A 63-year-old female presented to my office with severe heartburn and food regurgitation uncontrolled with high dose antacid medications. As a teenager, she started having heartburn. Over the years, her GERD related symptoms including heartburn and food regurgitation have slowly progressed. About 10 years ago, she started feeling more bloating, maldigestion and post-prandial vomiting. Her nighttime symptoms worsened forcing her to sleep in a semi-sitting position. Her treatment consisted initially of daily Tums and Rolaids. When proton pump inhibitors were introduced in the 1990s, she was started on once daily dose and was later increased to twice daily. She has been on high dose proton pump inhibitors for many years now with poor symptom control.
The patient GERD workup showed a large hiatal hernia, distal esophagitis, undigested food in the stomach suggestive of gastroparesis, and esophageal dysmotility. Esophageal manometry showed poor peristalsis with multiple failed swallows and decreased contractile wave amplitude. Upper GI contrast study showed severe contrast reflux in the Trendelenburg position and minimal contrast emptying from the stomach into the duodenum further supporting the existence of gastroparesis. Whether her esophago-gastric motility disorder is secondary to long-term acid reflux or a contributing cause of acid reflux is hard to determine. Up to 40% of GERD patients are believed to have delayed gastric emptying.
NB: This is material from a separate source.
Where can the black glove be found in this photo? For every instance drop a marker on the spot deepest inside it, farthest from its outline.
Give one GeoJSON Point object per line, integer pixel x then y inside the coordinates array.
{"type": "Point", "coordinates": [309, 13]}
Most GERD patients presenting for Nissen surgery at Houston Heartburn and Reflux Center have esophageal abnormalities on manometry.
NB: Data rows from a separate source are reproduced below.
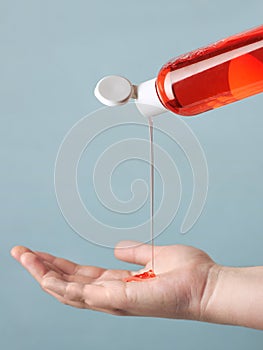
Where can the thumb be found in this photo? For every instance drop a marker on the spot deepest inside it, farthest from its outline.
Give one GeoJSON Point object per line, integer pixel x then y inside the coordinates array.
{"type": "Point", "coordinates": [133, 252]}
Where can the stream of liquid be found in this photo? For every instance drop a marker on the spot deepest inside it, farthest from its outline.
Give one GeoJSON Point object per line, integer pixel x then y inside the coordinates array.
{"type": "Point", "coordinates": [150, 273]}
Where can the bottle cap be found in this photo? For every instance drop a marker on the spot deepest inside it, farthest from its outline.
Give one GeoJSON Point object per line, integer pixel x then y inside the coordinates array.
{"type": "Point", "coordinates": [113, 90]}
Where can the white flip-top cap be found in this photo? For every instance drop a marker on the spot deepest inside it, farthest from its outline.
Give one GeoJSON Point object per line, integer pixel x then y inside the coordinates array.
{"type": "Point", "coordinates": [115, 90]}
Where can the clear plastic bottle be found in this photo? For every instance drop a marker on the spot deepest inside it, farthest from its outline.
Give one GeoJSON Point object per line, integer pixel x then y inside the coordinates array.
{"type": "Point", "coordinates": [221, 73]}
In my opinion, GERD is an esophago-gastro-duodenal motility disorder. The lower esophageal sphincter is controlled by this motility axis. Transient lower esophageal relaxation, TLESR, is believed to be the main cause of GERD rather than a weak lower esophageal sphincter. TLESR is however a direct result of esophago-gastro-duodenal motility disorder that is yet to be fully understood. An interesting study titled “Effect of Atropine on the frequency of Reflux and Transient Lower Esophageal Sphincter Relaxation in Normal Subjects” illustrates my point. The study was published by Mittal et Al in the journal Gastroenterology in 1995. It shows that atropine injection in the lower esophageal sphincter decreased its pressure but did not cause acid reflux in healthy volunteers. Indeed, following atropine injection, the frequency of transient lower esophageal sphincter relaxation events decreased leading to decreased reflux. One potential explanation for such a finding is that when atropine is injected in the sphincter muscle it causes gastric fundus relaxation, and inhibits esophageal longitudinal muscle fiber shortening. One may assume that increased gastric fundus tone and esophageal longitudinal muscle contractions can lead to increased acid reflux episodes. In other words, certain patterns of esophago-gastric motility that are still poorly understood may result in increased transient lower esophageal sphincter relaxation events leading to GERD. Accordingly, Nissen fundoplication can be viewed as a motility altering procedure rather than a lower esophageal sphincter reinforcement operation. Indeed, we now perform a short and floppy 360-degree fundoplication for best anti-reflux results. Rather than increasing lower esophageal sphincter pressure, Nissen fundoplication promotes stomach motility and increases gastric emptying. These altered motility patterns stop acid reflux. The same phenomenon is observed with sleeve gastrectomy. Gastric sleeve surgery when properly performed is in fact, an excellent anti-reflux procedure.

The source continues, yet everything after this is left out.